El arraigo a un paisaje
La primera exposición de Miró en Barcelona, en las Galerías Dalmau y con obras inspiradas en las corrientes artísticas francesas, no funcionó bien. Aquella decepción provocó en Miró un retorno a los orígenes, al campo, a su casa familiar de Mont-roig en la cual pintaría años más tarde La masía. El estudio del comportamiento de la naturaleza resultó esencial para la definición de la síntesis plástica de la obra de Miró, de la misma manera que descubrir las leyes estructurales y geométricas de la naturaleza fue primordial para Gaudí, capaz de trasladar aquellas leyes a la arquitectura. El paisaje natural, por lo tanto, es en los dos creadores inspiración, primero, y expresión, después. Carburante y camino. Memoria y proyección. Realidad y fantasía. En plena Guerra Civil y exiliado en París, el año 1936 Miró menciona Gaudí en una entrevista para Cahiers d'Art y reivindica la necesidad de arraigo de los artistas a la misma tierra, no en un sentido político, sino natural y cultural, como forma de autoafirmación artística y como medio para recuperar los atributos mágicos y sagrados del arte. Dos años después, angustiado por la inminente entrada del ejército franquista en Barcelona, dibuja un Autoretrat en el cual su rostro se funde en una metamorfosis con las montañas de Montserrat, las mismas montañas que Gaudí había trasladado de forma casi literal coronando una gran roca en el Portal de la Esperanza de la Sagrada Familia.
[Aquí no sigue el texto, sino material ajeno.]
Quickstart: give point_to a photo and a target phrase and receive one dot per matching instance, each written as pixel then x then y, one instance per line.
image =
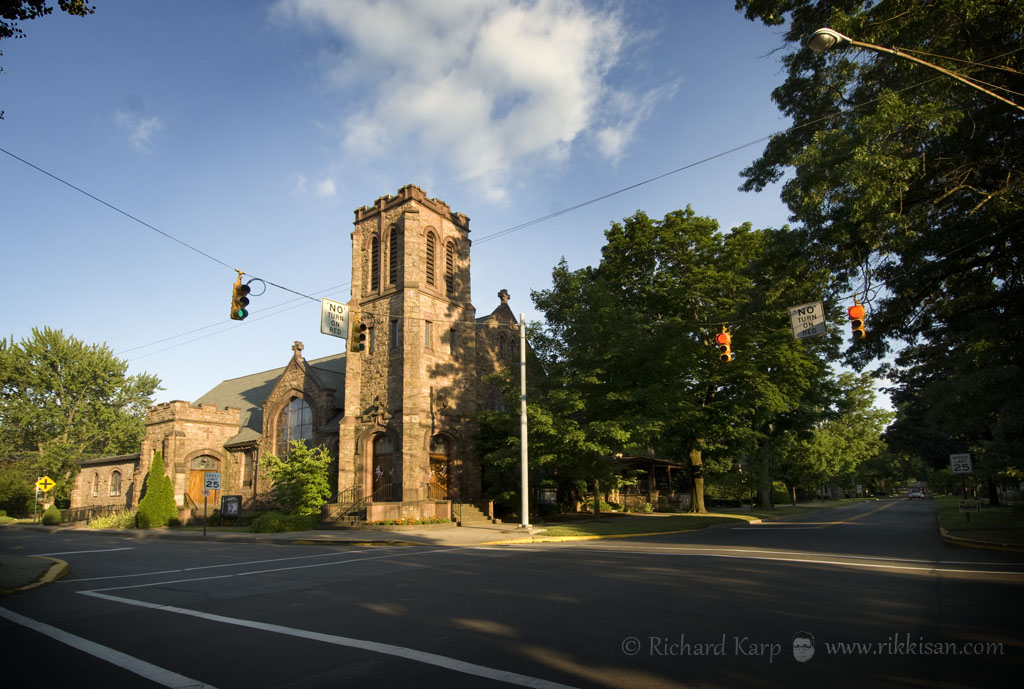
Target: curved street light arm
pixel 825 39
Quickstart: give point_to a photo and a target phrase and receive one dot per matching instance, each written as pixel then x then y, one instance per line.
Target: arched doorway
pixel 386 469
pixel 440 466
pixel 197 479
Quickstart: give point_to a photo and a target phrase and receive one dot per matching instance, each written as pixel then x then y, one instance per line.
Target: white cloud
pixel 139 129
pixel 488 86
pixel 326 189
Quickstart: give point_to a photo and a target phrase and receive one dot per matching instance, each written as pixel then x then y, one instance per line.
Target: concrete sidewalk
pixel 19 572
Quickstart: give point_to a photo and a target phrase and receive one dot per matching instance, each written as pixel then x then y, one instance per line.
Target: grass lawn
pixel 996 524
pixel 613 524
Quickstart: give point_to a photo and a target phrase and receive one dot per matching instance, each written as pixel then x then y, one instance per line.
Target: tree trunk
pixel 696 480
pixel 764 476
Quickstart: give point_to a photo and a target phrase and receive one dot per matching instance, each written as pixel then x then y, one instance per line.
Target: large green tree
pixel 909 188
pixel 14 11
pixel 62 400
pixel 630 343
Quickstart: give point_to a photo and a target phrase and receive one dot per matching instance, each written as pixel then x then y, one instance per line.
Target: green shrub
pixel 275 522
pixel 300 480
pixel 157 507
pixel 52 516
pixel 123 519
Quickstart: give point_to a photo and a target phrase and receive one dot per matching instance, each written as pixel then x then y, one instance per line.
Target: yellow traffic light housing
pixel 857 319
pixel 240 300
pixel 357 337
pixel 724 342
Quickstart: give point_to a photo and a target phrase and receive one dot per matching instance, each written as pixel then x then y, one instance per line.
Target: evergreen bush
pixel 52 516
pixel 124 519
pixel 157 507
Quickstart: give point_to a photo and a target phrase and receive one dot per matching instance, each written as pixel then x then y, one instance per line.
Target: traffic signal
pixel 724 342
pixel 240 300
pixel 857 320
pixel 357 339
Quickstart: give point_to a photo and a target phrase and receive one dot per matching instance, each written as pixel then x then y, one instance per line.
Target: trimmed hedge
pixel 52 516
pixel 274 522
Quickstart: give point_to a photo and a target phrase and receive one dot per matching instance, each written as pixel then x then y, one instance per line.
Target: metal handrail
pixel 436 491
pixel 383 493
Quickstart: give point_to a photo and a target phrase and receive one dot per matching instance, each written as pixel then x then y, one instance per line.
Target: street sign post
pixel 334 318
pixel 961 464
pixel 44 483
pixel 211 481
pixel 808 319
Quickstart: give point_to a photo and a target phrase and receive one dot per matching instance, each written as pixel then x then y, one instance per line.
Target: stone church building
pixel 397 417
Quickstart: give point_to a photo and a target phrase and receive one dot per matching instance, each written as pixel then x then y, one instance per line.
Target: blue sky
pixel 252 130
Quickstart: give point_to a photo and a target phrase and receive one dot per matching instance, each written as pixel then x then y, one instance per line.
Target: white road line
pixel 373 646
pixel 796 558
pixel 212 566
pixel 276 569
pixel 129 662
pixel 76 552
pixel 700 550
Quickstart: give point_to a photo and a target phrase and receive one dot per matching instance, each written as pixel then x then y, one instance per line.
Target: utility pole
pixel 524 504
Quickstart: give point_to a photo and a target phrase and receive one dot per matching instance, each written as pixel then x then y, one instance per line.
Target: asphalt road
pixel 886 602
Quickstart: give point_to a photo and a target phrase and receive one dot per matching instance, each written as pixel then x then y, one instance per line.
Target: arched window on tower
pixel 295 422
pixel 431 254
pixel 450 268
pixel 375 264
pixel 392 257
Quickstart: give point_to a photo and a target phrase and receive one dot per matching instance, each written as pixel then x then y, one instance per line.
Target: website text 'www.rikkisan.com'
pixel 803 646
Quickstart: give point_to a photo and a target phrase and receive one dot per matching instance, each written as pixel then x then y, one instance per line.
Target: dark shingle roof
pixel 249 392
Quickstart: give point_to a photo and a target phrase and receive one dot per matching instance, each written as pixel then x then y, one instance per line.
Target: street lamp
pixel 825 39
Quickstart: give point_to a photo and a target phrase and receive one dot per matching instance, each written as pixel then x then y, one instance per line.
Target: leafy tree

Tanto Gaudí como Miró entendían el arte como una expresión vinculada a la vida ciudadana. Si el primero se inspiró en la naturaleza para edificar y ornamentar obras como la Casa Milá, la Sagrada Familia o el Park Güell, el segundo se inspiró en la naturaleza, pero también en Gaudí, para crear obras públicas que se integraran en el paisaje, como por ejemplo los murales de la UNESCO en París (1956-1957) y las cerámicas y esculturas para el Laberinto de la Fondation Maeght en Sant Paul de Vence (1963). A finales de los años sesenta, en una carta escrita a Lluís Permanyer, Miró confiesa querer hacer una donación particular a la ciudad de Barcelona con cuatro obras que saluden a los recién llegados: "En el Aeropuerto, la bienvenida a la gente que llega por el aire; un monumento de 30 m de altura en los Jardines Cervantes, para la gente que viene por carretera; un mosaico en el Plan del Oso, en la Rambla, para la gente que llega por mar y que entra en la ciudad; para acabar, un Centro de Estudios Arte Contemporáneo (CEAC) Joan Miró, como puerta abierta hacia el futuro y de intercambio cultural internacional, con mi fe absoluta que Catalunya tiene un gran papel a jugar en el mundo de mañana". Codo a codo con su compañero Josep Llorenç Artigas, Miró cumple su propósito, dejando para siempre su huella en una ciudad de la cual nunca se le considera un símbolo, como en cambio sí que pasa con Gaudí, su compañero de clase que se convirtió en un maestro. Un referente. Un ejemplo. Alguien de quien Miró, aquel 7 de junio de 1926, se podría haber despedido bastándole una sola palabra sincera: gracias.